In an interview with The Times, Mr. Kim said the people of North Korea had been brainwashed and fed propaganda from the regime in Pyongyang about the incident. “They will never openly say they [sank the Cheonan],” he said of the North Korean leadership.
He was skeptical about the effectiveness of the international approach toward North Korea. But “we can at least make them pay for what they have done the instability in the peninsula and the bad things they have done to their own people,” he added.
Analysts and officials say a military response to the incident is unlikely.
“The big dilemma for South Korea is ‘How do you respond to North Korea’s bad behavior?’” Mr. Ku said.

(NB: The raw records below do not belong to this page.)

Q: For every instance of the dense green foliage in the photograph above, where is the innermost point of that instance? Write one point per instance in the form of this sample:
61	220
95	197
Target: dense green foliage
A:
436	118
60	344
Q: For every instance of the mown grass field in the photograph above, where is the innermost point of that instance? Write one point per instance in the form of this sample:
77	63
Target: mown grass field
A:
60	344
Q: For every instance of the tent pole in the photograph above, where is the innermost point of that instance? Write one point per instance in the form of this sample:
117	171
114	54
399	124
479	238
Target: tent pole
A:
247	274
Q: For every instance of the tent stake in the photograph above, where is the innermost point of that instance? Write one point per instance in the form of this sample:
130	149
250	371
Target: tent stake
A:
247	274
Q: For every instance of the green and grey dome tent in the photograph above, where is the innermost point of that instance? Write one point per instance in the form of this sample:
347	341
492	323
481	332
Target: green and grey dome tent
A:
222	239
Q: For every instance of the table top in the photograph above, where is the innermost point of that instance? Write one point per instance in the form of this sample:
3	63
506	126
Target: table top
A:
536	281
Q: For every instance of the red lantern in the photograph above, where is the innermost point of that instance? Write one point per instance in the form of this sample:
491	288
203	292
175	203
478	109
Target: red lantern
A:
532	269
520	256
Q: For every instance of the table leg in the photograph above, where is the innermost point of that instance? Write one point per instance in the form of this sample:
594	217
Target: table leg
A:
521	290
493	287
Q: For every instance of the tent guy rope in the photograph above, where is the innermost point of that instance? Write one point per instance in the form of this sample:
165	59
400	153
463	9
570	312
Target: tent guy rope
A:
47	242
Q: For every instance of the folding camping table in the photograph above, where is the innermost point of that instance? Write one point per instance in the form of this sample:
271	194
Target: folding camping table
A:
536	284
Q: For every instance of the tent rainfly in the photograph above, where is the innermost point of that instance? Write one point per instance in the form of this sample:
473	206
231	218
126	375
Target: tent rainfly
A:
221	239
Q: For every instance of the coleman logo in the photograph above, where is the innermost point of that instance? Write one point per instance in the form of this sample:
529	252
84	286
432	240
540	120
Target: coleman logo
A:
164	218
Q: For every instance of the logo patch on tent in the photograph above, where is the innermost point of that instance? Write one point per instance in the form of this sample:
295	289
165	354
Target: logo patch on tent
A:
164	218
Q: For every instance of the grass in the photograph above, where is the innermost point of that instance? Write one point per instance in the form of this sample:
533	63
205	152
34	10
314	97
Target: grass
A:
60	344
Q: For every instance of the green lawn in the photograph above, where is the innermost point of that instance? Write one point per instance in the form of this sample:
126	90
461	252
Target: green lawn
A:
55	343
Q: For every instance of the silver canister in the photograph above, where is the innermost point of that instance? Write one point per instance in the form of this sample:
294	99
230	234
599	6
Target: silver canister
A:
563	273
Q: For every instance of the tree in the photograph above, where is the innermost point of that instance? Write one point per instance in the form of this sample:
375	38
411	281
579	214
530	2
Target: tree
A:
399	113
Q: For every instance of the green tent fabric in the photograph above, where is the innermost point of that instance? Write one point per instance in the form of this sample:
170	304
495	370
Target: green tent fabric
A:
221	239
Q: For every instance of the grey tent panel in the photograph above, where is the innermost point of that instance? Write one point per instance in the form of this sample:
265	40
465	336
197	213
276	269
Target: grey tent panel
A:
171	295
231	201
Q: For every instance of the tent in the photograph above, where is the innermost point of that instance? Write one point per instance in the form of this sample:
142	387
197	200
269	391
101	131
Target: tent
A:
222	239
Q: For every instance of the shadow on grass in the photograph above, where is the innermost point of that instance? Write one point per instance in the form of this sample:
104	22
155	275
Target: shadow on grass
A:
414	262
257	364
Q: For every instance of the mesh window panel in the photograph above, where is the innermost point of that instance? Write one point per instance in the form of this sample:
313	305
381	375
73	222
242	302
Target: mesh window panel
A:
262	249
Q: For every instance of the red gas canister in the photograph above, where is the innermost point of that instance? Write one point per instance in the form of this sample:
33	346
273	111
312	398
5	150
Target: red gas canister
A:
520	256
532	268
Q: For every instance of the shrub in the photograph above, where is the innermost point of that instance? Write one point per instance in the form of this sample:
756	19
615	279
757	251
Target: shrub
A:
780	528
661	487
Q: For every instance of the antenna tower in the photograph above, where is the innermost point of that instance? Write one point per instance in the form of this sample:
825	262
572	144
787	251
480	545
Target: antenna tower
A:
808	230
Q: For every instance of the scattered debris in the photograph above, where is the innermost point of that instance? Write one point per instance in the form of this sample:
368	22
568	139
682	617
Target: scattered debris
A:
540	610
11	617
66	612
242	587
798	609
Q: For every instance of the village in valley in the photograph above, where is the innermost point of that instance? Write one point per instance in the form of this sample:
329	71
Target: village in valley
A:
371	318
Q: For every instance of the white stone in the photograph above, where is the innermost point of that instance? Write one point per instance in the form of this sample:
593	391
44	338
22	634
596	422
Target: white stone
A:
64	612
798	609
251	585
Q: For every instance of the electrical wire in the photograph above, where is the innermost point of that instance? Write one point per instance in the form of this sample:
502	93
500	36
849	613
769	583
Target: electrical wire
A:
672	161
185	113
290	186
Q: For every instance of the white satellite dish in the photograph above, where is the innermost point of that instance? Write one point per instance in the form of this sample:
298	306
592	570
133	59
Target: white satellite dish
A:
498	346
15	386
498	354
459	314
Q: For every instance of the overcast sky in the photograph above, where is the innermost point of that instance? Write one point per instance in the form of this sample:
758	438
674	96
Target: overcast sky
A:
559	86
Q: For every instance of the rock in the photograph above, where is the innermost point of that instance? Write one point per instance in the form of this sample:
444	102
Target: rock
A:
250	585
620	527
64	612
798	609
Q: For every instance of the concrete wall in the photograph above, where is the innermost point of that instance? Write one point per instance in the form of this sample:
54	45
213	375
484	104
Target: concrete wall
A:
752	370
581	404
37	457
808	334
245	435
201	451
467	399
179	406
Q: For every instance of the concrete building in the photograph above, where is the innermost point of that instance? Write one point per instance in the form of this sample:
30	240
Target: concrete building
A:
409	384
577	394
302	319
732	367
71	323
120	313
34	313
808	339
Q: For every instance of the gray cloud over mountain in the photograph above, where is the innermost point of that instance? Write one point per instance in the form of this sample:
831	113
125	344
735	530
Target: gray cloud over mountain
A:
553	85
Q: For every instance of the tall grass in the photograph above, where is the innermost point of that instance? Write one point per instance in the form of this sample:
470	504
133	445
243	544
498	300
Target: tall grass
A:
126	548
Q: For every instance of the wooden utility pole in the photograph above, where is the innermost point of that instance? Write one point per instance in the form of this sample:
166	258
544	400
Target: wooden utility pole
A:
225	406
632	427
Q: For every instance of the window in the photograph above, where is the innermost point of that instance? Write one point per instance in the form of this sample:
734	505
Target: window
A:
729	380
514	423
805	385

He warned that a military response would further escalate tensions in the region. The North and South remain technically at war under a truce that ended fighting in the 1950-53 Korean War.
South Korea and the international community are left with the option of approaching the U.N. Security Council for a fresh round of sanctions on North Korea. Analysts said this approach would put China in a spot, since Beijing would be reluctant to support sanctions against North Korean leader Kim Jong-il, whom it hosted this month on his first visit to China since 2004, because it would be directly affected by instability in North Korea.
“The Chinese would not go along with sanctions enforcement. It is wishful thinking to keep talking about a responsible response from China,” said Mr. Ku.
He said the incident also will put pressure on the U.S. to rethink the effectiveness of six-party talks.